Matthias Akiander (formerly Matti Akkanen)
Born June 17, 1802, Jääski. Died August 8, 1871, Helsinki

Studies at the Faculty of Philosophy 1822–28, Imperial Academy of Turku

Ordained as a minister 1848, Diocese of Porvoo
Acting professor of Russian language and literature 1837­–43, professor extraordinary 1853–62, professor 1862–67, Imperial Alexander University
Lecturer in Russian language 1836–52, Imperial Alexander University
Helsinki school inspector 1855–70
Russian teacher 1832–41, Helsingin yksityislyseo
Russian teacher 1830–27, principal 1835–39, Helsingin triviaalikoulu
Translator of Russian 1825–30, provincial government of Turku and Pori

Founding member of the Finnish Literature Society 1831, secretary 1838–39, supervisor 1868–70, auditing committee member 1833–62, chairman of Historiallinen Osakunta (‘historical association’), precursor to the Finnish Historical Society

Honorary doctorate 1860, Imperial Alexander University

Photo: Wikimedia Commons
Written by Tomas Sjöblom
Translated by

Church History and Better Finnish

Matthias Akiander, professor of Russian language and literature, pursued a noteworthy career both as a linguist and historian. Despite the lack of an academic degree, he was respected in the academic world and worked to promote Finnish as a language of science and letters.

Akiander wrote his first textbook as early as 1831, while working in his second year as a Russian teacher at Helsingin triviaalikoulu. The text book was a Russian primer written in Swedish, which was followed four years later by a grammar of Russian. Its Finnish language edition was published in 1864.

Akiander’s interest in history had already been piqued while at school in Vyborg, thanks to his enthusiastic teacher, Evert. Well-versed in Russian, Akiander already made a significant contribution to the field in 1848, by publishing a wide collection of Swedish translations of Russian annals.

His greatest work in the field of history was, however, the study of Finnish religious movements, for which he collected material until the end of the 1950s. The research material was considered of great value, and the University decided to fund its publication in its entirety. Historiska upplysningar om de religiösa rörelserna i Finland i äldre och senare tider, his magnum opus, was released in seven parts between 1857 and 1863.

The first volume of Mathias Akiander’s seven-part series on Finnish religious movements.

On the theme of church history, Akiander also published a wideranging work on Finland’s Eastern Diocese, Herdaminne för fordna Wiborgs och nuvarande Borgå stift (1868–1869), and a study on the formation, conditions and judicial nature of the ceded territories of Old Finland (1864).

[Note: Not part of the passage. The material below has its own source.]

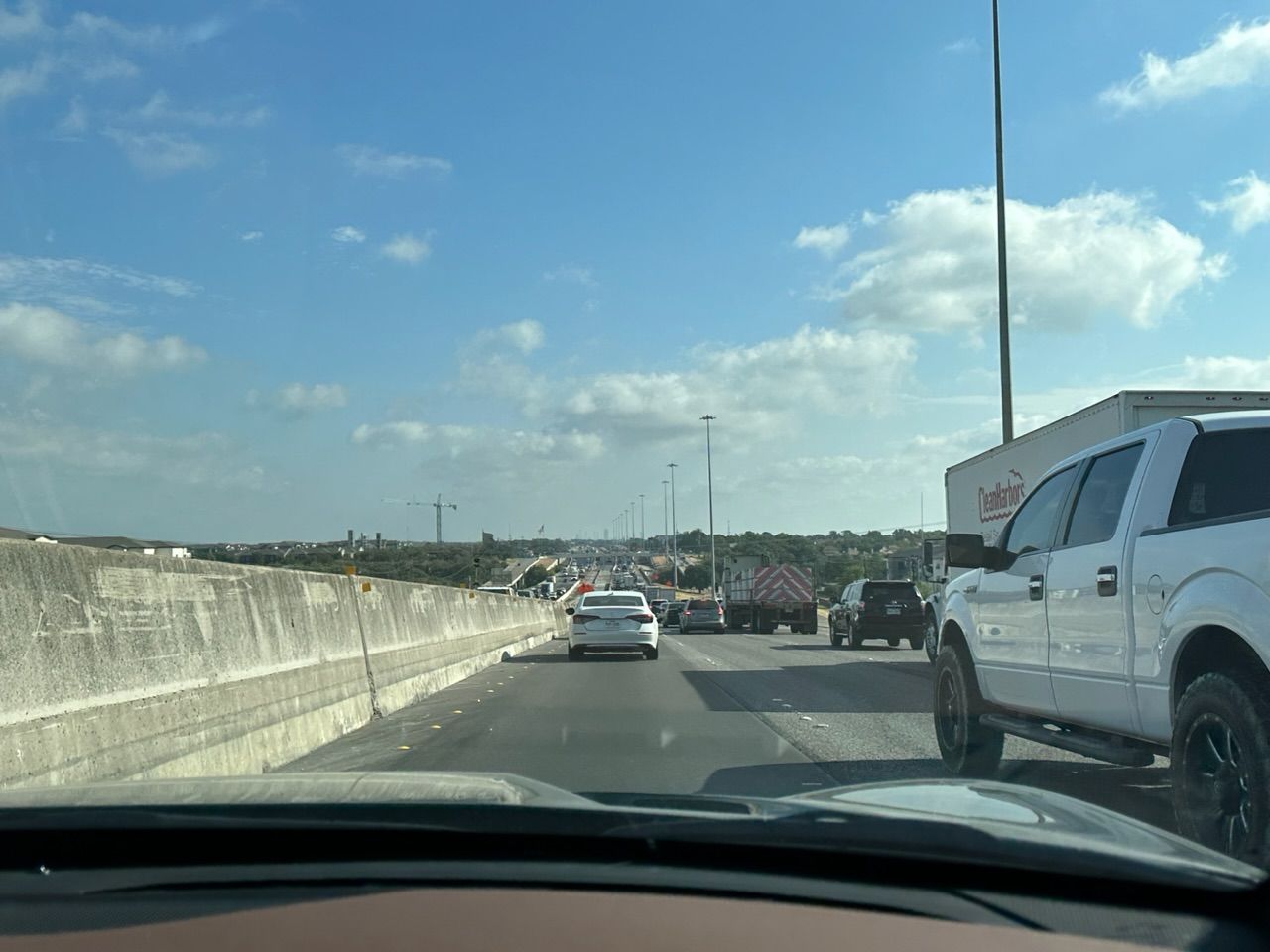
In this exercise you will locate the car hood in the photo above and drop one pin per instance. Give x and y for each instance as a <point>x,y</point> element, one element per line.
<point>1037,821</point>
<point>957,820</point>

Akiander also worked to promote Finnish as a language of science and letters. As early as the 1840s he outlined the establishment of an entirely Finnish-language institute of further and higher education in a letter to Elias Lönnrot. The idea was realised, but not until the founding of the Jyväskylä Lyceum school in 1858 and the Jyväskylä teacher training college in 1863. Akiander felt that the lack of Finnish textbooks was a problem. He proofread and improved the Finnish in a hymn book in 1846, a manual for clerics in 1848 and a catechism in 1852. Akiander was also praised for his corrections to the Finnish language edition of the New Testament (1852). Among others Georg Zacharias Forsman commended Akiander’s redaction with the words “the purest Finnish for the holy books.”